Sayuti mengatakan program pelatihan perlu disesuaikan dengan potensi daerah dan kebutuhan industri agar kompetensi tenaga kerja lokal meningkat sekaligus memperbesar peluang mereka terserap dunia kerja.
“Lhokseumawe memiliki potensi sumber daya manusia yang besar dan kebutuhan industri yang spesifik. Karena itu, kami ingin memastikan masyarakat mendapatkan akses pelatihan dan sertifikasi yang sesuai dengan kebutuhan dunia kerja,” ujar Sayuti.
Selain pelatihan migas, Pemerintah Kota Lhokseumawe mengusulkan penambahan alokasi pelatihan vokasi dan sertifikasi kompetensi, penguatan Balai Latihan Kerja (BLK), serta pembangunan Talent and Innovation Hub (TIH).
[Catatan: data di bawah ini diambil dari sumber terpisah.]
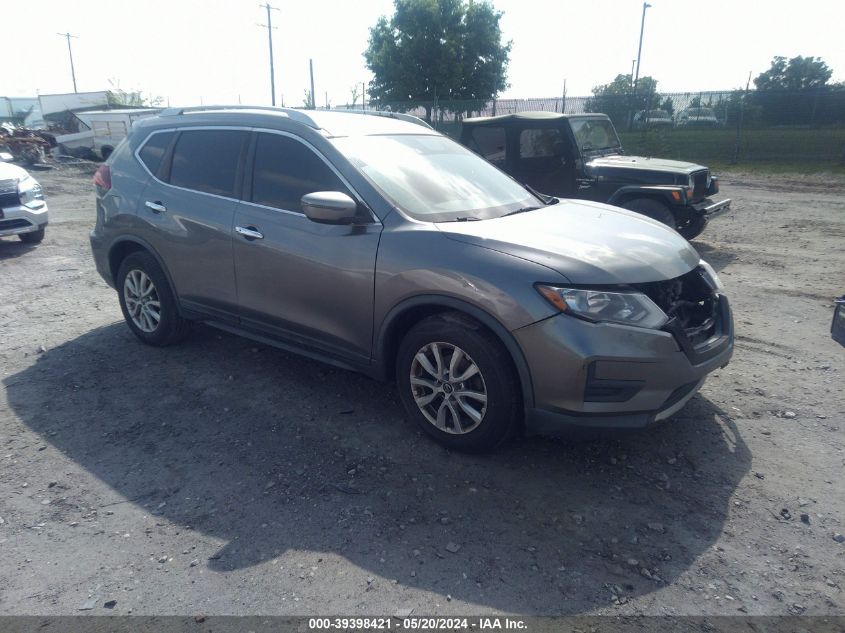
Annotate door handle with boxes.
[235,226,264,240]
[144,200,167,213]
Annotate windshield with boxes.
[332,135,542,222]
[570,119,620,151]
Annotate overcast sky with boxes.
[0,0,845,106]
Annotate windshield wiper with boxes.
[499,207,540,218]
[522,184,560,206]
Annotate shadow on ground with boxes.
[4,323,750,614]
[0,237,38,261]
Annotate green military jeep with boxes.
[460,112,731,240]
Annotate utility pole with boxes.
[56,33,79,92]
[308,59,317,110]
[634,2,651,92]
[258,2,278,105]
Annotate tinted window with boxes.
[469,127,505,163]
[519,128,566,158]
[138,132,176,174]
[170,130,247,198]
[252,134,349,211]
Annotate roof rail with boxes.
[159,105,320,129]
[159,105,433,130]
[324,108,434,130]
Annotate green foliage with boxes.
[364,0,511,121]
[585,75,671,129]
[753,55,845,125]
[754,55,833,90]
[106,79,164,108]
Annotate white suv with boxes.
[0,163,47,244]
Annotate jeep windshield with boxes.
[569,117,622,154]
[331,134,544,222]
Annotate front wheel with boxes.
[396,313,522,452]
[621,198,677,229]
[116,252,190,347]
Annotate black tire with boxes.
[115,251,191,347]
[18,226,44,244]
[621,198,677,229]
[396,312,522,453]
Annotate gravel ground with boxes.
[0,160,845,615]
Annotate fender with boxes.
[374,295,534,409]
[607,185,687,207]
[108,235,182,313]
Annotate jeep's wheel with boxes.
[621,198,677,229]
[117,252,190,347]
[396,313,521,452]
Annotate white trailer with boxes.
[71,108,161,160]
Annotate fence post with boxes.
[731,72,751,165]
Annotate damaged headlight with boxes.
[698,259,725,292]
[537,285,669,329]
[18,177,44,207]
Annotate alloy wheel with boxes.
[123,269,161,333]
[410,342,487,435]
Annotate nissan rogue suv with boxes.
[91,106,733,451]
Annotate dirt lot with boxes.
[0,168,845,615]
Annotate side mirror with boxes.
[301,191,358,224]
[830,296,845,345]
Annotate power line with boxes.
[56,33,79,92]
[258,2,278,105]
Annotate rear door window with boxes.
[519,128,565,158]
[469,126,505,166]
[252,133,349,213]
[170,130,248,198]
[138,132,176,175]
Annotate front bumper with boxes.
[514,296,734,434]
[0,202,47,237]
[691,198,731,220]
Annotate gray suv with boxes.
[91,107,733,451]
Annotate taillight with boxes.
[94,165,111,192]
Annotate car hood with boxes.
[437,200,700,284]
[0,162,29,182]
[586,154,707,174]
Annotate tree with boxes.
[752,55,845,125]
[585,75,660,128]
[754,55,833,90]
[106,79,164,108]
[349,83,361,108]
[364,0,511,122]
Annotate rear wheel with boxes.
[396,313,522,452]
[116,252,191,347]
[18,226,44,244]
[621,198,677,229]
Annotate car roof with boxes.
[464,110,608,125]
[145,105,437,138]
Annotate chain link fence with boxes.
[340,88,845,170]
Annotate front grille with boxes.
[0,180,21,209]
[0,218,32,231]
[635,268,720,348]
[692,169,710,200]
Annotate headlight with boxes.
[18,177,44,206]
[537,285,669,329]
[698,259,725,292]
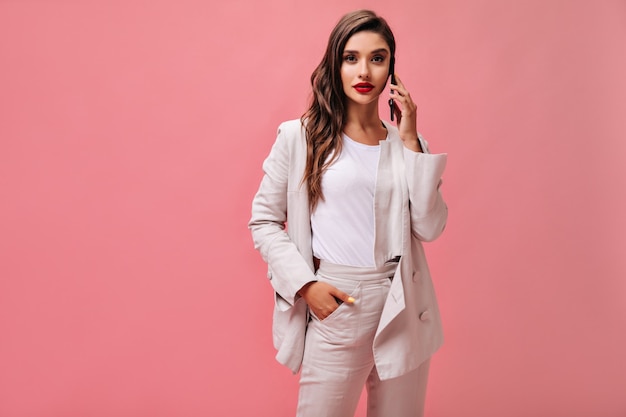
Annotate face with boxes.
[341,32,391,104]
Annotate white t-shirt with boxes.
[311,135,380,267]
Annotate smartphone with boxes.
[389,57,396,122]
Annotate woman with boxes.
[249,10,447,417]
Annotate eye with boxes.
[372,55,385,63]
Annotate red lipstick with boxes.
[352,83,374,94]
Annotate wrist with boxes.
[403,136,423,152]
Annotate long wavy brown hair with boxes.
[301,10,396,211]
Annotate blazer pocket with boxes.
[412,271,421,282]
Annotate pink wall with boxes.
[0,0,626,417]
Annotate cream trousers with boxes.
[297,261,430,417]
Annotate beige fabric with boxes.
[248,120,448,380]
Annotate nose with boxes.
[359,59,370,80]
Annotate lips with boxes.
[353,83,374,94]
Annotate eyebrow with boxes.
[343,48,389,55]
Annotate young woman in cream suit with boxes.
[249,10,447,417]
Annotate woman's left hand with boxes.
[389,75,422,152]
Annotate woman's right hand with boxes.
[298,281,355,320]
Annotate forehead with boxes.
[344,31,389,52]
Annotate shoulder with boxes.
[278,119,304,136]
[276,119,306,151]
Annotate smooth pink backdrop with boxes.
[0,0,626,417]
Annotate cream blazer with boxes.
[248,120,448,380]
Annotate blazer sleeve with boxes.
[404,135,448,242]
[248,124,316,309]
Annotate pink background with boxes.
[0,0,626,417]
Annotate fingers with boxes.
[390,76,417,112]
[330,287,355,304]
[302,281,355,320]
Pemko juga mendorong perluasan Program Pemagangan Nasional dan MagangHub serta penguatan Program Tenaga Kerja Mandiri bagi pekerja yang terdampak pemutusan hubungan kerja (PHK).
Sayuti turut meminta Kemenaker memfasilitasi job fair di Lhokseumawe, baik berskala kota maupun Aceh, sebagai wadah mempertemukan pencari kerja dengan perusahaan dan pelaku industri.
“Yang kami dorong bukan hanya pelatihan, tetapi juga ekosistem ketenagakerjaan yang dapat menghubungkan masyarakat dengan industri dan peluang kerja. Kami berharap kolaborasi ini dapat memberikan manfaat nyata bagi masyarakat Kota Lhokseumawe,” katanya.
Wamenaker RI Afriansyah Noor menyambut positif berbagai usulan yang disampaikan Pemerintah Kota Lhokseumawe. Pertemuan tersebut diharapkan menjadi awal penguatan kolaborasi pemerintah pusat dan daerah dalam meningkatkan kualitas tenaga kerja, memperluas akses pelatihan dan sertifikasi, serta membuka lebih banyak peluang kerja bagi masyarakat Lhokseumawe.